Within the context of Corporations Code section 17704.09, the Court finds that Plaintiff fails to carry his burden on summary adjudication for the same reasons as those discussed in relation to the SAXC’s first cause of action, i.e., the papers do not explain whether Plaintiff’s omissions amounted to a gross mismanagement of Empire or Marquez through a lack of good faith in conducting the operations of Empire and Marquez, such as through failure to timely obtain building permits.

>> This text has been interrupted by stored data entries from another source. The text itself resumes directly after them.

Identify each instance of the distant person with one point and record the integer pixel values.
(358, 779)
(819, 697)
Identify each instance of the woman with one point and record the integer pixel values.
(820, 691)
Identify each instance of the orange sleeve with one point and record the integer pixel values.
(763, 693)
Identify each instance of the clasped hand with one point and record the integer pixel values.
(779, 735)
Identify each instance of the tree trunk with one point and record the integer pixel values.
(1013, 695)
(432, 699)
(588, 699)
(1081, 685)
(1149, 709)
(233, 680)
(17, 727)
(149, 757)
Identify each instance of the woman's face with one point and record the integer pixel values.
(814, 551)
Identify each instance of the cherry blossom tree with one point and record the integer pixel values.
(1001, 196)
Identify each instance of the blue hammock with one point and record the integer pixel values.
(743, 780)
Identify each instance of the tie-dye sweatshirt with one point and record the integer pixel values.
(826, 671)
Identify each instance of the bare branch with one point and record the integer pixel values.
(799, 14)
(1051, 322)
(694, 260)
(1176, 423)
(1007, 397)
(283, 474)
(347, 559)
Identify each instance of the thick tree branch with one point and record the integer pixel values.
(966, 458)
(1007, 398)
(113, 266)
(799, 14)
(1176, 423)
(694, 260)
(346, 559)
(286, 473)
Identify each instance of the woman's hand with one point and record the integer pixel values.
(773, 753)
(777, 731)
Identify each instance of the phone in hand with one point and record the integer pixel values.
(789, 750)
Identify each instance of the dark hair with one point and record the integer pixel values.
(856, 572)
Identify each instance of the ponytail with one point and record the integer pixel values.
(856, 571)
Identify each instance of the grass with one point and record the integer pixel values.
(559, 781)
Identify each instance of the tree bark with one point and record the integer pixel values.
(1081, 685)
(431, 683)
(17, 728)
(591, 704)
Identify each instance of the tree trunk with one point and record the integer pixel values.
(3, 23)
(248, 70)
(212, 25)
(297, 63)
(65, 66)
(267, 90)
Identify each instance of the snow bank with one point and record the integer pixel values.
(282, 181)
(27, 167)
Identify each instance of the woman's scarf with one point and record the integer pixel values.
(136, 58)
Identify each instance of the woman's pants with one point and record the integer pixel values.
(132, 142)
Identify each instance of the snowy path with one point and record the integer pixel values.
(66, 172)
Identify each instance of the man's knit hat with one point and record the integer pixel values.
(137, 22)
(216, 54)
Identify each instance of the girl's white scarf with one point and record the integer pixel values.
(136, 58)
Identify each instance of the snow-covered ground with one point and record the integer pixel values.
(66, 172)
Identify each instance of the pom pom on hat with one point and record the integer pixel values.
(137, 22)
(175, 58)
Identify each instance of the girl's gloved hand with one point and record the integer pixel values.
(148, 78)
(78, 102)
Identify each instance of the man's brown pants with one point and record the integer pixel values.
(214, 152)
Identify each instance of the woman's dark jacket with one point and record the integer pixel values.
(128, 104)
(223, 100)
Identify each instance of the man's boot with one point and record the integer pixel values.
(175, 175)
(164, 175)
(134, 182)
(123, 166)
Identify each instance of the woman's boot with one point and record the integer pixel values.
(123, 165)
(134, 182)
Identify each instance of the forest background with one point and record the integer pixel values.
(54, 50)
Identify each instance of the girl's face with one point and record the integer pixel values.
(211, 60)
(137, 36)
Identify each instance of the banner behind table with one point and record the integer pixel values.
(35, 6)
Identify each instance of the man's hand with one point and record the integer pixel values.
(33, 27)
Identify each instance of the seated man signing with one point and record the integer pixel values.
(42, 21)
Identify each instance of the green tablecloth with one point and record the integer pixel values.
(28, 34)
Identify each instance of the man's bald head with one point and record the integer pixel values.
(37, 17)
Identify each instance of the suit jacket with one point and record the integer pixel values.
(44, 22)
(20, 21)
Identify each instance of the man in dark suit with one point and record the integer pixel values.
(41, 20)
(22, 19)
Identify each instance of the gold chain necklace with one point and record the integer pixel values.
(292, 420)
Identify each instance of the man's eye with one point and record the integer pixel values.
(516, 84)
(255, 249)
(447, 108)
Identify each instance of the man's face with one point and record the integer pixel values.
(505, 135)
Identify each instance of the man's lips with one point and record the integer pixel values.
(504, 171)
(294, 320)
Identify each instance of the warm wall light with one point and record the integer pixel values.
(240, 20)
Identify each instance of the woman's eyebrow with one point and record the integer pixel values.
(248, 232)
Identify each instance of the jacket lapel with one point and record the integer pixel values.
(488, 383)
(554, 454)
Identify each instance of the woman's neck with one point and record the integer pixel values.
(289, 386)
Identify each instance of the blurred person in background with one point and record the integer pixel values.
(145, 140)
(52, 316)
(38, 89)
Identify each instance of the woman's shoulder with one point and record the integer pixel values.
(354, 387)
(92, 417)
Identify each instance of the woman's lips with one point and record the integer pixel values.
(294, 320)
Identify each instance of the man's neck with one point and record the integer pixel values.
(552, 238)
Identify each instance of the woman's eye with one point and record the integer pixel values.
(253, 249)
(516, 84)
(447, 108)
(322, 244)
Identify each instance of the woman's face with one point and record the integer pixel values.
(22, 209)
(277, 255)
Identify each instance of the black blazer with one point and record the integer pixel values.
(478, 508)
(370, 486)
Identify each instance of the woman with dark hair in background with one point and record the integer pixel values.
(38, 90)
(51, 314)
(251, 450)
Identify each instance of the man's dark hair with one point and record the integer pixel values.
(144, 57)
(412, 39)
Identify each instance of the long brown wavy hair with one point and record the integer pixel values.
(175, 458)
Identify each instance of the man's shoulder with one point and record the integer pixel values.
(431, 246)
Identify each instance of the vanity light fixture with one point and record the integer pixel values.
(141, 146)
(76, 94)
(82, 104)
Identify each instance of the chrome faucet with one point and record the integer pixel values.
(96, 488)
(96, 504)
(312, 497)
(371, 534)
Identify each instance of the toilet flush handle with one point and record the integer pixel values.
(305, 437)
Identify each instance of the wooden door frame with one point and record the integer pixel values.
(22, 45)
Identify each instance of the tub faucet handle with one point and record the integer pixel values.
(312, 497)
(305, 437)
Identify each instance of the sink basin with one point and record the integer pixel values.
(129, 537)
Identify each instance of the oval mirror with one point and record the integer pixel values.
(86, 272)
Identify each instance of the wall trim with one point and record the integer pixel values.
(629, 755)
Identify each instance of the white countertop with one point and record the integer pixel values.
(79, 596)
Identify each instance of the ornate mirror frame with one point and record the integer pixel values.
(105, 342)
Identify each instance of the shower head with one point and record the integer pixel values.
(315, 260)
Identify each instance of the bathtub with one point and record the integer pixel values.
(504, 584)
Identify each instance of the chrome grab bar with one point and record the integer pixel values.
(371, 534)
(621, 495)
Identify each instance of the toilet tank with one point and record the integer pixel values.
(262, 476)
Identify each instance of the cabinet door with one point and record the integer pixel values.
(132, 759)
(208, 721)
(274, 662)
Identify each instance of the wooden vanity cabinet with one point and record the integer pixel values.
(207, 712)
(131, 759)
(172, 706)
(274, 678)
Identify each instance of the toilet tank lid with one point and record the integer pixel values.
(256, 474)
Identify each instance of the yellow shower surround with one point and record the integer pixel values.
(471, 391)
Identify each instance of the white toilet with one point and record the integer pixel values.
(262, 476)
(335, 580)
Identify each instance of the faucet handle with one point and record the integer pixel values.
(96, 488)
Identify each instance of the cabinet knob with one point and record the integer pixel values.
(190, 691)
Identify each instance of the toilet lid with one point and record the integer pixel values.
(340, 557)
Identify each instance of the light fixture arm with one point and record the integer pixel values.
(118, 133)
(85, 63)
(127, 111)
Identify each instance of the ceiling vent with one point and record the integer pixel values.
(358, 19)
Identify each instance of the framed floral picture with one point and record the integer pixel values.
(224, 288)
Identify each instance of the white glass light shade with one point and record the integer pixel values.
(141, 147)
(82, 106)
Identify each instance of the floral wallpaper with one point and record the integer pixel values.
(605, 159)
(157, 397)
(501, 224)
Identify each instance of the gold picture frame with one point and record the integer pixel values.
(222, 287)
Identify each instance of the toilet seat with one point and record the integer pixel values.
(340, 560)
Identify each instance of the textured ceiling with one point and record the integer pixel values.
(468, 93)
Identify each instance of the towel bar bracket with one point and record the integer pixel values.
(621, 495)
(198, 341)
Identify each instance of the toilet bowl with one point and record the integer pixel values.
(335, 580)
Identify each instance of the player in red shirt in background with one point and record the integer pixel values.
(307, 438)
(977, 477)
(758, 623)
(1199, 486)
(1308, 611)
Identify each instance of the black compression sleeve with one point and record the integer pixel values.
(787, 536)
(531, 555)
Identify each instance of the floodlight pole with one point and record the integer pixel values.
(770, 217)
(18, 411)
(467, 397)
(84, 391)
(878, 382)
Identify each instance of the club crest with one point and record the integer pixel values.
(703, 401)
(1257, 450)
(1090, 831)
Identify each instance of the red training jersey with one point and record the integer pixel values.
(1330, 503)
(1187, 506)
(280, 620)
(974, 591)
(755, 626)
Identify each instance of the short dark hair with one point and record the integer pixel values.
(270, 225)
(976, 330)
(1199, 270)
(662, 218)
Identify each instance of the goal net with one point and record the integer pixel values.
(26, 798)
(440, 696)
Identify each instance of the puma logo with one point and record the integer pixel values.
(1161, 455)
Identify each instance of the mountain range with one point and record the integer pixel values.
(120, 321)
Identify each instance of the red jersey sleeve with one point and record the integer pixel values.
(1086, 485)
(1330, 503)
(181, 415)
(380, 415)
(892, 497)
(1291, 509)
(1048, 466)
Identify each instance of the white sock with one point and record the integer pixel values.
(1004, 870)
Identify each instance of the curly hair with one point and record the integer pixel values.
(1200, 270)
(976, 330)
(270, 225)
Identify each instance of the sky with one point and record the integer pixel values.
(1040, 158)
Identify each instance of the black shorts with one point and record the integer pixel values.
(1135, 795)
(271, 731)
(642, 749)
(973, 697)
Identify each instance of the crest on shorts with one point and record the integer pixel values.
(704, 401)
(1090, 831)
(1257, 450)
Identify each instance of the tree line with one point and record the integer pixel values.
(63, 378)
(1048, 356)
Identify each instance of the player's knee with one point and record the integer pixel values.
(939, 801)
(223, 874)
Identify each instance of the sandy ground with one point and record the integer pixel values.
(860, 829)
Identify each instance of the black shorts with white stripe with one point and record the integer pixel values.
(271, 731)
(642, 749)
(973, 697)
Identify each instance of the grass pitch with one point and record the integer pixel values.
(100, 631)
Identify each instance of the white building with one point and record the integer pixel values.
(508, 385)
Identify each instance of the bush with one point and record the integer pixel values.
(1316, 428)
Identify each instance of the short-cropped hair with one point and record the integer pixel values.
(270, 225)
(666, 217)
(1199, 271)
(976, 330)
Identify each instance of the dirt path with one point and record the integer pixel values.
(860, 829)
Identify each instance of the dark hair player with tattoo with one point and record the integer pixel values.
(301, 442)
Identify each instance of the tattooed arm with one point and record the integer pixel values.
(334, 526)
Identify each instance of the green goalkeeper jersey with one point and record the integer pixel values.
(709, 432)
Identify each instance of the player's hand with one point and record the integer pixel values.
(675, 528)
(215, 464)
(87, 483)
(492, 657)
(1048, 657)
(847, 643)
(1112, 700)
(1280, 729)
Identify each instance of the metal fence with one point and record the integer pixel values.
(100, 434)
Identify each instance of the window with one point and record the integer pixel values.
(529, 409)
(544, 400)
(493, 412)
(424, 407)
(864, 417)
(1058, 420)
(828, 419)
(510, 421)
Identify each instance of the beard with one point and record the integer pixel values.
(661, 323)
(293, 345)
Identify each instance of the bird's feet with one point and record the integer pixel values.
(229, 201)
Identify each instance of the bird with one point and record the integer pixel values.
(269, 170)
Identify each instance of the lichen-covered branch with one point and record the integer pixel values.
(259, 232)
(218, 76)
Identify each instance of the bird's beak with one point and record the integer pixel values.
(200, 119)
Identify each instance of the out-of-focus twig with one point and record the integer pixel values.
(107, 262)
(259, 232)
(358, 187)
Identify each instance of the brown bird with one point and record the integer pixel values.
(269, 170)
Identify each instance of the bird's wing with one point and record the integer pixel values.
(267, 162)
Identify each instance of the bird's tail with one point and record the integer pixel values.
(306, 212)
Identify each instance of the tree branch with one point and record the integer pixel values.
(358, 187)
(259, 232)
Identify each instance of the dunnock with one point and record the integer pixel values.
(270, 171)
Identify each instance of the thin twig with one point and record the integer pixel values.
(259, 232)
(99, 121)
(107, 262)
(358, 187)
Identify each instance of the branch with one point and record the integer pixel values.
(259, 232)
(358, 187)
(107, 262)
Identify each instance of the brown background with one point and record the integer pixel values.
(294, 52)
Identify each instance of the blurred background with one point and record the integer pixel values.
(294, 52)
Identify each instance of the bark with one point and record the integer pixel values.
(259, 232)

Summary adjudication of the SAXC’s second cause of action is thus DENIED.

IV.

SAXC, Third and Sixth Causes of Action, Members’ Derivative Action for Waste of Corporate Asset and Fraud in the Inducement: MOOT.

Plaintiff Conway Burt’s motion is MOOT as to the SAXC’s third and sixth causes of action because Defendants Lenee and Patno dismissed these claims on August 31, 2023. 

Conclusion

Plaintiff/Cross Defendant Phillip Conway-Burt’s Motion for Summary Judgment or, in the Alternative, Summary Adjudication is GRANTED, DENIED, and MOOT, in Part, as follows:

(1) GRANTED as to the SAC’s first, second, fourth, and thirteenth causes of action, with relief DENIED as to disassociation of Defendants Lenee and Patno from Empire or Marquez but GRANTED as to quiet title in favor of Marquez and confirmation of the August 25, 2021 Interlocutory Judgment;

(2) DENIED as to the SAXC’s first and second causes of action; and

(3) MOOT as to the SAXC’s third and sixth causes of action.